To measure the noise emissions of wind turbines during operation is not a simple task. The turbines are 50 meters high, and surrounded by a noisy background. This application note shows why the Acoustic Camera is an ideal solution for such study cases. 

2D Outdoor

Free field mapping of wind turbine

For this purpose, a wind turbine has been measured at different wind speeds between 7 and 10 m/s. The noise emissions created by the turbine have been identified and localized with the software NoiseImage.

Application area

Acoustic analysis of wind turbines during operation, but also acoustic analyses of cabin noise (car, train, truck, airplane, etc.), motors, room acoustics measurements, and environmental acoustic measurements.

Measurement task

Outdoor mapping of a wind turbine, localization of sound in different frequency bands at different wind speeds.

Measurement object

Wind power turbine (3 rotor blades, performance under 1 MW, height of mast 50 m, blade length 20 m).

Measurement set up

The measurements have been carried out with the microphone array Star 48 and a 48 Channels Data recorder connected to a mobile power supply with up to 4 hours of autonomy.
During the measurement, a relatively loud background noise coming from the wind and other environmental sources were recorded. It was minimized with the help of a filter.


The main goal of the analysis was to form a conclusion about the focus of the noise emissions on a wind turbine. First, results of the A-weighted data show the flow noise at the blade tips, which depends on wind direction and wind turbine location in association with the position of the Acoustic Camera. For the measurement, the Acoustic Camera has been positioned slightly on the left behind the wind turbine. During the analysis of the blade noise, the acoustic focus was located to the left of the gear box which is the side with the shortest distances to the microphones.

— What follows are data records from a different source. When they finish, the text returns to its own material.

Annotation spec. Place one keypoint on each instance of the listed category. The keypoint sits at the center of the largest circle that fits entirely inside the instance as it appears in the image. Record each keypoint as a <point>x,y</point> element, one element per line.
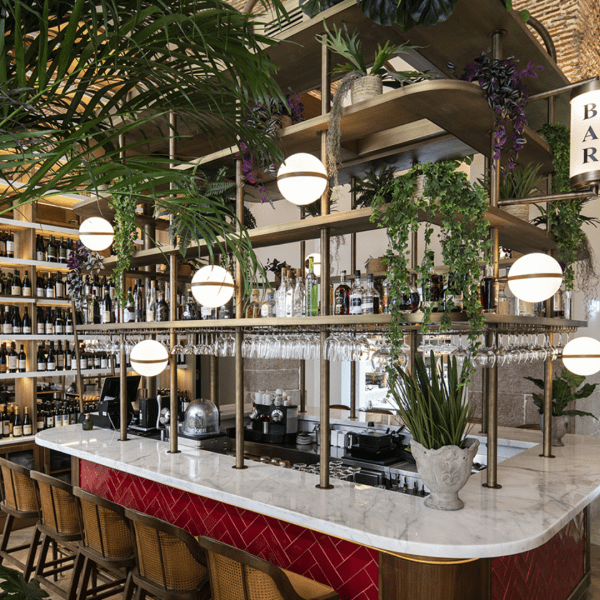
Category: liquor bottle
<point>59,286</point>
<point>7,323</point>
<point>40,249</point>
<point>69,323</point>
<point>341,305</point>
<point>51,360</point>
<point>22,364</point>
<point>356,293</point>
<point>60,358</point>
<point>370,298</point>
<point>51,250</point>
<point>16,321</point>
<point>68,357</point>
<point>26,288</point>
<point>26,322</point>
<point>489,291</point>
<point>16,288</point>
<point>253,307</point>
<point>62,252</point>
<point>268,308</point>
<point>40,288</point>
<point>189,309</point>
<point>281,294</point>
<point>27,427</point>
<point>10,245</point>
<point>138,301</point>
<point>151,303</point>
<point>129,312</point>
<point>162,309</point>
<point>289,294</point>
<point>299,298</point>
<point>17,424</point>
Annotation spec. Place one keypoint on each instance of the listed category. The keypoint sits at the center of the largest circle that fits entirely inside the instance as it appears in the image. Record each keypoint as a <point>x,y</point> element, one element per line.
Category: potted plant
<point>566,388</point>
<point>361,81</point>
<point>437,414</point>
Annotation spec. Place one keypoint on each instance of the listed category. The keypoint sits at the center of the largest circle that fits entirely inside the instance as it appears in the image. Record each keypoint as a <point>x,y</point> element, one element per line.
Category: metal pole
<point>123,390</point>
<point>325,278</point>
<point>76,343</point>
<point>174,407</point>
<point>492,376</point>
<point>239,332</point>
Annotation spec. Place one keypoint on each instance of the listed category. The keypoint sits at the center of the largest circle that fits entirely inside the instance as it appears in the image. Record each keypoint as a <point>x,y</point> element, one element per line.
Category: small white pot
<point>445,472</point>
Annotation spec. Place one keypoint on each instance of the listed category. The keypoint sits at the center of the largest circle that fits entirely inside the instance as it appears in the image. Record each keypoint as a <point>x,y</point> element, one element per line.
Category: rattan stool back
<point>169,562</point>
<point>237,575</point>
<point>19,502</point>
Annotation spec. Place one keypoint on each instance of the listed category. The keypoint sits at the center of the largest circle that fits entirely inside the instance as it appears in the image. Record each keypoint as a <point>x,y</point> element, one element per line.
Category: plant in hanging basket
<point>502,82</point>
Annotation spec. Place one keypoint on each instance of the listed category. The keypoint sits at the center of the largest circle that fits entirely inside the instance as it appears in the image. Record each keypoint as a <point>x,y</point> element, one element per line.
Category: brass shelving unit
<point>428,121</point>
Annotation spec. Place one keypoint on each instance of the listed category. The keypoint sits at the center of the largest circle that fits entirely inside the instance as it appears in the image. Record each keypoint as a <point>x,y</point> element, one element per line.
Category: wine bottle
<point>16,287</point>
<point>22,360</point>
<point>26,289</point>
<point>26,322</point>
<point>13,360</point>
<point>17,424</point>
<point>27,424</point>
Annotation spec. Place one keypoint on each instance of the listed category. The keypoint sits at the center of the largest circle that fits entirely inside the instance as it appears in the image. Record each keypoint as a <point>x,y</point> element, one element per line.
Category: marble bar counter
<point>539,496</point>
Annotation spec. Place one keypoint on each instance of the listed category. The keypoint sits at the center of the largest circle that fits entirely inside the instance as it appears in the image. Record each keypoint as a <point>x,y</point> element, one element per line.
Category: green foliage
<point>127,65</point>
<point>14,587</point>
<point>370,186</point>
<point>565,389</point>
<point>564,216</point>
<point>459,206</point>
<point>436,413</point>
<point>346,44</point>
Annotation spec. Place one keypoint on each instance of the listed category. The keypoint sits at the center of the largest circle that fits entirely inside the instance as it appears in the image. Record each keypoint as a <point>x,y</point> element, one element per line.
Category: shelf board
<point>514,233</point>
<point>40,228</point>
<point>413,319</point>
<point>459,40</point>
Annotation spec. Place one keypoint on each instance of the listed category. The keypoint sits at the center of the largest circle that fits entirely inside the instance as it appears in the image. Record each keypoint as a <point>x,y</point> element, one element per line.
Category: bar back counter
<point>529,539</point>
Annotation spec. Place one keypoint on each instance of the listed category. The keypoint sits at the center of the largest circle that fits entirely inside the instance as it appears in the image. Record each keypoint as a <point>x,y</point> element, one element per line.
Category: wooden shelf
<point>514,233</point>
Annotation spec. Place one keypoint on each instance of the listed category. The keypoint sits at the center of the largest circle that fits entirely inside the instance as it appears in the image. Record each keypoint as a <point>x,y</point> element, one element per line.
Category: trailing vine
<point>565,216</point>
<point>461,207</point>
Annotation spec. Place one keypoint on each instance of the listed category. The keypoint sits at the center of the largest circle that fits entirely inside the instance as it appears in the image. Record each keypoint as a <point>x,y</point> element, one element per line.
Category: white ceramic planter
<point>445,471</point>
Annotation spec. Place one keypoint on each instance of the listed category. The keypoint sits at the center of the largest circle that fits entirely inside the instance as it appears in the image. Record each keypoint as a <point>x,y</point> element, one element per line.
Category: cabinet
<point>427,121</point>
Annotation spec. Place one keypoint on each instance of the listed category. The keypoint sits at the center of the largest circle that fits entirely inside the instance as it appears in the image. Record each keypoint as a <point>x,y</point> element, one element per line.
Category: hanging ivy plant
<point>565,218</point>
<point>461,207</point>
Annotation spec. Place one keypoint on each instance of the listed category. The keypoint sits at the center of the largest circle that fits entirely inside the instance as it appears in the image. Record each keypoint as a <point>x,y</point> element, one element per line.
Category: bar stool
<point>59,525</point>
<point>107,543</point>
<point>19,502</point>
<point>170,565</point>
<point>237,575</point>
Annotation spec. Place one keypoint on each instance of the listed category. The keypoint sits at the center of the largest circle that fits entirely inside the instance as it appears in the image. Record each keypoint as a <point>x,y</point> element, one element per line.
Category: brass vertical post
<point>174,407</point>
<point>239,332</point>
<point>492,383</point>
<point>122,390</point>
<point>325,278</point>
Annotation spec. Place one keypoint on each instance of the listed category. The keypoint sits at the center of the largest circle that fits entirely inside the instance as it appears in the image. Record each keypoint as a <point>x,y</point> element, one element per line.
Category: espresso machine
<point>273,423</point>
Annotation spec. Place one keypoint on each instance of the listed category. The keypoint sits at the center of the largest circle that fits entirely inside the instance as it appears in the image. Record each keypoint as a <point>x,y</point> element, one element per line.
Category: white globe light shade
<point>149,358</point>
<point>96,233</point>
<point>535,277</point>
<point>582,356</point>
<point>212,286</point>
<point>316,263</point>
<point>302,178</point>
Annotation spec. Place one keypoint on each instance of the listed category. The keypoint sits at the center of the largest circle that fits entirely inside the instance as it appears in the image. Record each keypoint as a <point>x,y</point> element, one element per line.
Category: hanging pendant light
<point>302,179</point>
<point>212,286</point>
<point>582,356</point>
<point>585,135</point>
<point>96,233</point>
<point>535,277</point>
<point>149,358</point>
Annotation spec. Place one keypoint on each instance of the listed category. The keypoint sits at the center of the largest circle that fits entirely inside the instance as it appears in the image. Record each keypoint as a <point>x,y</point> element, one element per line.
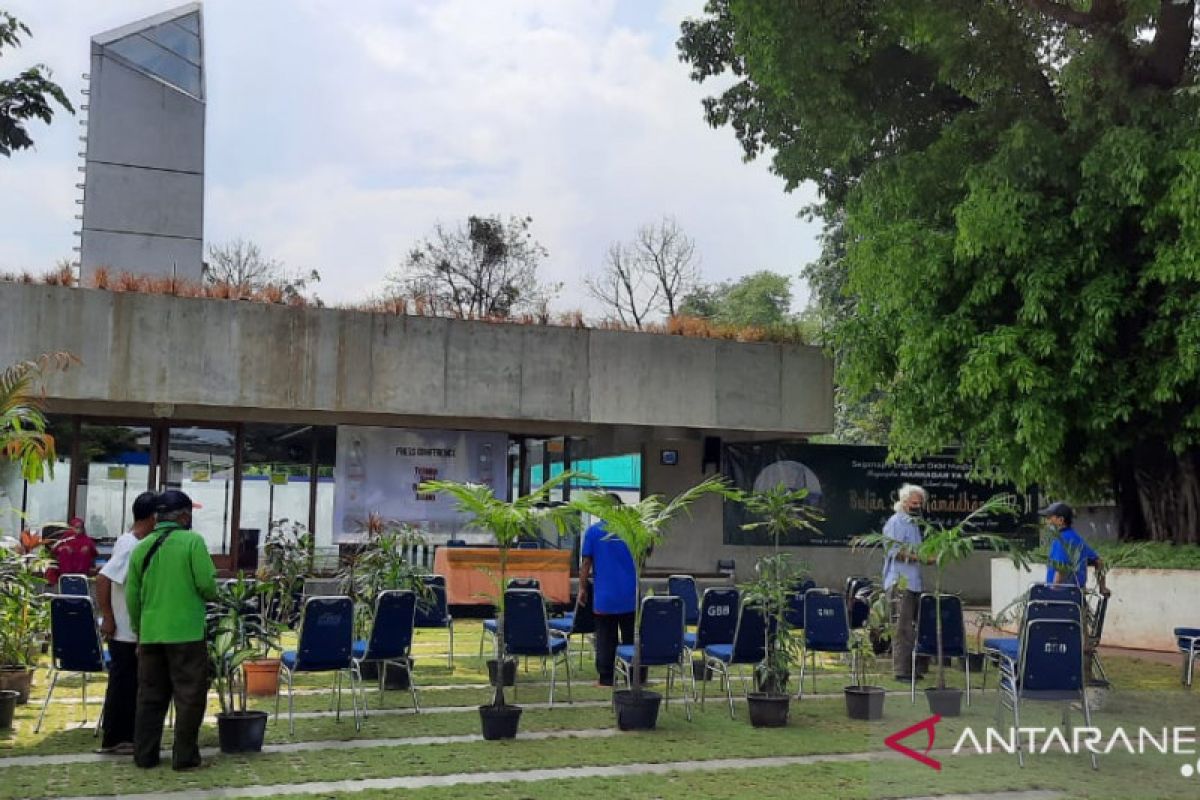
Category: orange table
<point>469,572</point>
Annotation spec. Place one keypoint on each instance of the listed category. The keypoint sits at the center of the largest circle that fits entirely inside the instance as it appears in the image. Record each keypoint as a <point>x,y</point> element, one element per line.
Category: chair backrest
<point>1051,609</point>
<point>1051,660</point>
<point>526,632</point>
<point>684,588</point>
<point>663,626</point>
<point>1056,591</point>
<point>718,617</point>
<point>75,636</point>
<point>327,633</point>
<point>432,611</point>
<point>750,637</point>
<point>954,635</point>
<point>525,583</point>
<point>391,633</point>
<point>826,625</point>
<point>73,584</point>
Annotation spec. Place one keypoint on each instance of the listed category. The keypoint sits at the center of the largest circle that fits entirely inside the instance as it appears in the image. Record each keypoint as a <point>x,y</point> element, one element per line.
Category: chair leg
<point>49,692</point>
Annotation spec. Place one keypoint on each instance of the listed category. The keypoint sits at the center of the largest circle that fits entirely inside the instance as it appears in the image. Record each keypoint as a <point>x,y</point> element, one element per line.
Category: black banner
<point>855,488</point>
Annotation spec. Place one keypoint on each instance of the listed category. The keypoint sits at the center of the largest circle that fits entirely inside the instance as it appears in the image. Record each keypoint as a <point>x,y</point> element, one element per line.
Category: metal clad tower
<point>143,209</point>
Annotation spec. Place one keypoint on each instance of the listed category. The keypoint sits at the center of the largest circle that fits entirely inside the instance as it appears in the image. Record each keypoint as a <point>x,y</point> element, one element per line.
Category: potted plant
<point>641,525</point>
<point>942,546</point>
<point>507,521</point>
<point>779,511</point>
<point>381,565</point>
<point>24,618</point>
<point>237,635</point>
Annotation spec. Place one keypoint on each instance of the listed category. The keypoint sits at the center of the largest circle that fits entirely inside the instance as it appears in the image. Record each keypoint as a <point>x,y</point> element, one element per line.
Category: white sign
<point>379,470</point>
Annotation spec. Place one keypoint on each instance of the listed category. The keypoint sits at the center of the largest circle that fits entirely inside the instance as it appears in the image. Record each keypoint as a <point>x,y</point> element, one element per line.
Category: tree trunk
<point>1158,494</point>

For a comprehensive analysis, a whole rotation of one blade has been taken as calculation base. For the analyses, the software module Spectral Photo 2D has been employed which offers a pre-calculated location of the emissions for any frequency. The analysis led to the insight that the point of emission strongly depends on the observed frequencies. 

For the third octave band of 400 Hz the emission can be located clearly at the root part of the blade while this blade is turning downwards located at 140 degrees.

Looking at the frequency band from 706 to 891 Hz, it becomes obvious that the blade tips and also the gear box are emitting this flow noise.

It became clear that the higher frequencies are mainly emitted at the gear box while at the same time the hissing noises become visible as more quiet sources on the blade tips.

For further analysis a narrow band analysis was conducted – also with the help of the function Spectral Photo 2D. For this reason, the noise origin of the single peaks in the spectrum was analyzed. It was evident that the main source for this sine wave noise is the gear box.

Due to these results, a focus has been put upon the gear box itself. To focus onto a specific part of the measurement object it is not necessary to conduct a new measurement. The part of interest can easily be chosen during post-processing. By this proceeding it becomes clear that even at great distances it is possible to trace back certain frequencies to different emission points. In order to analyze the parts of the gear box themselves it is advisable to conduct a more detailed analysis from a shorter distance, possibly on a test bench.